SAFE: Synthetic Audio Forensics Evaluation Challenge

👉 All participants are required to register for the competition by filling out this Google Form

📊 Overview • 🥇 Detailed Leaderboard • 🏆 Prize • 📜 Paper Submission and Dates • 📝 Tasks • 📈 Data • 🤖 Model Submission • 📂 Create Model Repo • 🔘 Submit • 🆘 Helpful Stuff • 🔍 Evaluation • ⚖️ Rules

📣 Updates

2025-04-23

Added an accuracy heatmap on generated data by augmentation method for Task 2 and Task 3 in the heatmaps section of Public Leaderboard.

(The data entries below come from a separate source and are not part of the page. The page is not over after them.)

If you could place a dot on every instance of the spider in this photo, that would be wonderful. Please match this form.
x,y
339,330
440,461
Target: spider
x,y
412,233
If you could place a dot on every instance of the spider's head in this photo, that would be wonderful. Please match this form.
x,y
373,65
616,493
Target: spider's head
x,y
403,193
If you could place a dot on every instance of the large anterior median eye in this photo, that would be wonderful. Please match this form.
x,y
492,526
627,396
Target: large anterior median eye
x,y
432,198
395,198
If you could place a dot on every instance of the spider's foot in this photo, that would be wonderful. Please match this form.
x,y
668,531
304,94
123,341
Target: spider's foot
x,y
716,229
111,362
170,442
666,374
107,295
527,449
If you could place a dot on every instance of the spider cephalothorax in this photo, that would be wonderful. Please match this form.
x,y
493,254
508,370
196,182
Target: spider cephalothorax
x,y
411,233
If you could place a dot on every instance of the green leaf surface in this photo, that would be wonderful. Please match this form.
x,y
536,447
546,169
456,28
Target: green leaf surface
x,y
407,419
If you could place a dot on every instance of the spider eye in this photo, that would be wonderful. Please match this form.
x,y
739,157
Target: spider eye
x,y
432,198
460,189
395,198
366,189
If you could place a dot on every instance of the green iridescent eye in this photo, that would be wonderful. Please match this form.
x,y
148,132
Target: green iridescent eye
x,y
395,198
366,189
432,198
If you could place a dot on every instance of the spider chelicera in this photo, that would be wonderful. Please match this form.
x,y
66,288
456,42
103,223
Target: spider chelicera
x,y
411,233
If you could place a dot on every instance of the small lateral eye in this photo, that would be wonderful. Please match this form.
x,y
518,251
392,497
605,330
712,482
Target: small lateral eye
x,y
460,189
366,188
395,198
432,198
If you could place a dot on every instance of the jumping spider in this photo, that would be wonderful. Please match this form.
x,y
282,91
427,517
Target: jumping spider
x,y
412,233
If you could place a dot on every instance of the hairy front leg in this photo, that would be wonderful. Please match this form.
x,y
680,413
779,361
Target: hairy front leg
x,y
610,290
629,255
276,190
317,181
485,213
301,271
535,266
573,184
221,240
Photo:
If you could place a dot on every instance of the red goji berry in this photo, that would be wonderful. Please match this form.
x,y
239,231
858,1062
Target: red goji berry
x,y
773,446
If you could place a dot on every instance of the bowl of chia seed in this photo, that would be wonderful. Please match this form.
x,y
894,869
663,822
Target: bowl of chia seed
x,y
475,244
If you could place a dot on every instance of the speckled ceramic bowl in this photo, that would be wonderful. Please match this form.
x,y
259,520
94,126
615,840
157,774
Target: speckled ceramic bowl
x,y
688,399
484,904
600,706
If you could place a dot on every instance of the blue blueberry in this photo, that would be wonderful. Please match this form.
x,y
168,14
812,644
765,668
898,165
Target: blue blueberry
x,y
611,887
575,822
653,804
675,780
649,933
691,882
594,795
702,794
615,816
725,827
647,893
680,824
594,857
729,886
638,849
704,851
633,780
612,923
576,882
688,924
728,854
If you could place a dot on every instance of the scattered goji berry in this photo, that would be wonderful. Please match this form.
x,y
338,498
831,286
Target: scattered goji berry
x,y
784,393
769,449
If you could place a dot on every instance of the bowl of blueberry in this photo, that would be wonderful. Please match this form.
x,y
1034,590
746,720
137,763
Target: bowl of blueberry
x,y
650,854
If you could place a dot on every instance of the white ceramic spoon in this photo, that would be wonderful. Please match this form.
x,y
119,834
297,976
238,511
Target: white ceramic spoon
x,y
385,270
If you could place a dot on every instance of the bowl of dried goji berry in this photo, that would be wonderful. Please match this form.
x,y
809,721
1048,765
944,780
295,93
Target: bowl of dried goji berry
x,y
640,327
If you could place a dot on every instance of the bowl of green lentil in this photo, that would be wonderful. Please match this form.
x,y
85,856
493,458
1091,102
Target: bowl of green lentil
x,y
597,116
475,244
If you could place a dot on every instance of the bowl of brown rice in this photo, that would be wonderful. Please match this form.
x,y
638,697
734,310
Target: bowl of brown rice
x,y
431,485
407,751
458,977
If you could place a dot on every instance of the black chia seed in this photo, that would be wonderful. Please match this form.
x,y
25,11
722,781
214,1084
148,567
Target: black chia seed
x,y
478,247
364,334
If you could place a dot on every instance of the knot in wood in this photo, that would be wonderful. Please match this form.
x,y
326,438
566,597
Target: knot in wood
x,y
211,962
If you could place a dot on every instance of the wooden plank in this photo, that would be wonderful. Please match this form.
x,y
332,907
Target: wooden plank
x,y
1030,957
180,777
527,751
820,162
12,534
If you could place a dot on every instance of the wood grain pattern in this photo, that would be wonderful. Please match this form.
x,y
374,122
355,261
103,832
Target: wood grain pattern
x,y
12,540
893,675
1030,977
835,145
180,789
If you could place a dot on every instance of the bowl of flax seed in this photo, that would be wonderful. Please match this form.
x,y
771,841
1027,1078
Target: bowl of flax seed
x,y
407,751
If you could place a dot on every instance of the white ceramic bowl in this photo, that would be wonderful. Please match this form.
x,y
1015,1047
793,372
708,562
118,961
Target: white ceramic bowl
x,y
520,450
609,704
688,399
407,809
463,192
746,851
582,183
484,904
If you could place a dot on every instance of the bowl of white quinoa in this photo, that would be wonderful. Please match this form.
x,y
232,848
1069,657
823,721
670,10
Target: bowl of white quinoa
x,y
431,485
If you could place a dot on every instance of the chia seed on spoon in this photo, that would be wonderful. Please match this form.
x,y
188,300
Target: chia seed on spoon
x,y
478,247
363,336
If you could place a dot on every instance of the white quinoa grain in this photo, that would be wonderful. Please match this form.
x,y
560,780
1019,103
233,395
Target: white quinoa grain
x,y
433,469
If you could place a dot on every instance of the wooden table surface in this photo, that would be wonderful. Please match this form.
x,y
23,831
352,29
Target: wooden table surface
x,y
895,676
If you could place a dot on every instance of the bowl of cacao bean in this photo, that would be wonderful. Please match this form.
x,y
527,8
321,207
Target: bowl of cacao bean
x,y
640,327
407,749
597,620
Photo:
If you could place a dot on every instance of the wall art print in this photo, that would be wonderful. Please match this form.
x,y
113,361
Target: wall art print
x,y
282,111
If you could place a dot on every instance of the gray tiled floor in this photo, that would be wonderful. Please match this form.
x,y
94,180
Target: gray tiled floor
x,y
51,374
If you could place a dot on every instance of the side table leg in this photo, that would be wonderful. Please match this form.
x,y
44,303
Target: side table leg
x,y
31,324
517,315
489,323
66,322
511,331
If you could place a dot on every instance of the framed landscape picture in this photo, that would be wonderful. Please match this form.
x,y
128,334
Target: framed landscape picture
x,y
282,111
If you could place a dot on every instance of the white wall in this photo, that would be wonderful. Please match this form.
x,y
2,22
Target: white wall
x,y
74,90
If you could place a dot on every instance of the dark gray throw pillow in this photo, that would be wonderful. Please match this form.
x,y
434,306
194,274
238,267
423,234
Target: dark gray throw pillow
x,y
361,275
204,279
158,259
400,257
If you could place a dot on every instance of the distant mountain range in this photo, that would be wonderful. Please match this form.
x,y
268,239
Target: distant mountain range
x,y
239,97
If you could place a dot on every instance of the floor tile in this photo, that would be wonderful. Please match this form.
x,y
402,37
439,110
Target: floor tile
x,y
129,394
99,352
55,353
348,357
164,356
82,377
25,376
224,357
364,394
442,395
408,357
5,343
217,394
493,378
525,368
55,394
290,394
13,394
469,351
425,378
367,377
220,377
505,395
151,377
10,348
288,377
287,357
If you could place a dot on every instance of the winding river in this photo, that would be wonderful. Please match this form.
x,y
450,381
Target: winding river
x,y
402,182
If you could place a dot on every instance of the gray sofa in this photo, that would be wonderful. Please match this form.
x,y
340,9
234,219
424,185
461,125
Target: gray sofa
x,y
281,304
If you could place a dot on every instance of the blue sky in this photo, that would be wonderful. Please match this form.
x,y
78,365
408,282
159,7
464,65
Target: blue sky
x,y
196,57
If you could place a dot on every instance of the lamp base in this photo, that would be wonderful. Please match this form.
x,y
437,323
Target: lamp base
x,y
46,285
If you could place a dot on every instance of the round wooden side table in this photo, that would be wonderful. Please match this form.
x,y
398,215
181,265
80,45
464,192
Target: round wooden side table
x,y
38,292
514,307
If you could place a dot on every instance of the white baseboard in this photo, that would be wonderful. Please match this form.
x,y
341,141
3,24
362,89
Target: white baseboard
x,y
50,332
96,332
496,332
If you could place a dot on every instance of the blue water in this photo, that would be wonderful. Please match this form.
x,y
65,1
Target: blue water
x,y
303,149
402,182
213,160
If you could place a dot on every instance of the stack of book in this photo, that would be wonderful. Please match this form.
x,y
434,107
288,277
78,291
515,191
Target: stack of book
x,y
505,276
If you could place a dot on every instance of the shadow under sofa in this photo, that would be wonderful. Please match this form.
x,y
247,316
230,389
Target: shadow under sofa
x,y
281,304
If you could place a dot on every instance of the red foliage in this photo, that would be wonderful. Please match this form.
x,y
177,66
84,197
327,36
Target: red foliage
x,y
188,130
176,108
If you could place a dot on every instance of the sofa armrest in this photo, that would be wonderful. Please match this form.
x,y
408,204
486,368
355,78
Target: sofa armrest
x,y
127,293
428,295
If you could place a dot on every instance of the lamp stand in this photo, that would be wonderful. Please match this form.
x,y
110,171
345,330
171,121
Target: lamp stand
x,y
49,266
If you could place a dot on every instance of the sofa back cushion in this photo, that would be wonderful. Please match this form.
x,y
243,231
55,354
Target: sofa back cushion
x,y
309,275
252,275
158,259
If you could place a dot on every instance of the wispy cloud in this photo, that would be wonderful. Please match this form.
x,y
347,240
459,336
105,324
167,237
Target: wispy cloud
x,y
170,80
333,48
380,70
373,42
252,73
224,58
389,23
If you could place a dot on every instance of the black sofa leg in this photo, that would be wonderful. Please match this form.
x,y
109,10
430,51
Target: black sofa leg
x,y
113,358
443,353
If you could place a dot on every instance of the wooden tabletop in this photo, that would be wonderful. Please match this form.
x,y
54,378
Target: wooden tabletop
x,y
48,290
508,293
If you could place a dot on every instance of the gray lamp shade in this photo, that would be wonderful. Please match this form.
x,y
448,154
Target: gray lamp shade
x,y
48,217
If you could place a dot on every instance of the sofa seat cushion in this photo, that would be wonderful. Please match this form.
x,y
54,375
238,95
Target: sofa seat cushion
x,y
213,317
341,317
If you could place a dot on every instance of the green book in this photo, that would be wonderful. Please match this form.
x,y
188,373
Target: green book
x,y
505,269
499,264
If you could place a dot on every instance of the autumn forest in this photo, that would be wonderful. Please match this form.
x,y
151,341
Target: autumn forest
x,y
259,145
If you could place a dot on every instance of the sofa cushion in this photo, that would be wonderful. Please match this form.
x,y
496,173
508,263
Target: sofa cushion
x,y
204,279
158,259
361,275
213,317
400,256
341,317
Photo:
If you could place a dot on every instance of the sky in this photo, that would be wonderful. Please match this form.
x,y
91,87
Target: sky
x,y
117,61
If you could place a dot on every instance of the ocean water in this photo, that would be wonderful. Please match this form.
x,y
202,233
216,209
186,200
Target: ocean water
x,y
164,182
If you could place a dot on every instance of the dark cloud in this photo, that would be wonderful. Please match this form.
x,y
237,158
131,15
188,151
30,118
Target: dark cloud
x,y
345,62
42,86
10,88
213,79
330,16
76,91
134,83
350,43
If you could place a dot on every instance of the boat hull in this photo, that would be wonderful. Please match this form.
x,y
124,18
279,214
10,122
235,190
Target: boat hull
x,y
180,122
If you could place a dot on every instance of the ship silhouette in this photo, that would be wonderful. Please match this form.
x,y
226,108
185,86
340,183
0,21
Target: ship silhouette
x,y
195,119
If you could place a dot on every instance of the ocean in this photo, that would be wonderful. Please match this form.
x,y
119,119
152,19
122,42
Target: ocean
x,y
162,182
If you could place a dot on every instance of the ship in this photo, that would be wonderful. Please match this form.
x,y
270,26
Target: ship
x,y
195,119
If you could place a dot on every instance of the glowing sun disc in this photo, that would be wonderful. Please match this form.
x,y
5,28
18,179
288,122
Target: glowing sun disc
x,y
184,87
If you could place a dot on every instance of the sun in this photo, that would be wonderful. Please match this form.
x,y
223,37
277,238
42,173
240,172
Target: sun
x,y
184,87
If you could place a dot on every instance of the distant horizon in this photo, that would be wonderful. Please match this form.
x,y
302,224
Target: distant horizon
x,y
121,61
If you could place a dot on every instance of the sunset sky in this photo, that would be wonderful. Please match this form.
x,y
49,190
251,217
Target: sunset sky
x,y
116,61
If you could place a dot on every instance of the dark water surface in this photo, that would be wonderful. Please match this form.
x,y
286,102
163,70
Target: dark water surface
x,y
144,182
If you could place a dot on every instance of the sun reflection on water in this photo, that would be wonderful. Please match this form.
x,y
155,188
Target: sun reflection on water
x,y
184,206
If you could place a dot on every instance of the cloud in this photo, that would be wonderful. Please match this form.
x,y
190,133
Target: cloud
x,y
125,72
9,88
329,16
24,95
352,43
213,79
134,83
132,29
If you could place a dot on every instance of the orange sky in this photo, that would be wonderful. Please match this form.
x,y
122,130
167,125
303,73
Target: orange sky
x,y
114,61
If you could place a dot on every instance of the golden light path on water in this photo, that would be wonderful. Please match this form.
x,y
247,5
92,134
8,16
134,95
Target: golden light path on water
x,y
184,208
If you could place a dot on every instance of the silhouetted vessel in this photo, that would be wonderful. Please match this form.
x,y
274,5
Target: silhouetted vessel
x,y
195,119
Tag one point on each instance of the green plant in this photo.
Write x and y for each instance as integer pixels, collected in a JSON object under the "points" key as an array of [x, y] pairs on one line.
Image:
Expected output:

Note the methods are annonimized and are different for task 2 and 3.

2025-04-14

Task 3 is not open Detection of Laundered Audio. https://huggingface.co/spaces/safe-challenge/SAFEChallengeTask3

2025-04-12

Upgraded rate limits to resolve Hugging Face Hub is unreachable, please try again later error

2025-04-08

Provided updated information on Round 1 and Round 2 paper and poster submission processes.

2025-04-07

Updated debug example to turn off network access when running model to better reproduce submissions on HF

2025-04-04

New detailed public leaderboard space

2025-04-03

Task 2 is now open. Detection of Processed Audio. https://huggingface.co/spaces/safe-challenge/SAFEChallengeTask2
🔥 Example on including a custom environment in your model repo

2025-03-25

Added two baselines to the leaderboard
Added discord server for additional help/support/discussion/etc.

📊 Overview

To advance the state of the art in audio forensics, we are launching a funded evaluation challenge at IH&MMSEC2025 to drive innovation in detecting and attributing synthetic and manipulated audio artifacts. This challenge will focus on several critical aspects, including generalizability across diverse audio sources, robustness against evolving synthesis techniques, and computational efficiency to enable real-world applications. The rapid advancements in audio synthesis, fueled by the increasing availability of new generators and techniques, underscore the urgent need for effective solutions to authenticate audio content and combat emerging threats. Sponsored by the ULRI Digital Safety Research Institute, this initiative aims to mobilize the research community to address this pressing issue.

🥇 Detailed Leaderboard

Public Leaderboard

🏆 Prize

The most promising solutions may be eligible for research grants to further advance their development. A travel stipend will be available to the highest-performing teams to support attendance at the IH&MMSEC workshop, where they can present their technical approach and results.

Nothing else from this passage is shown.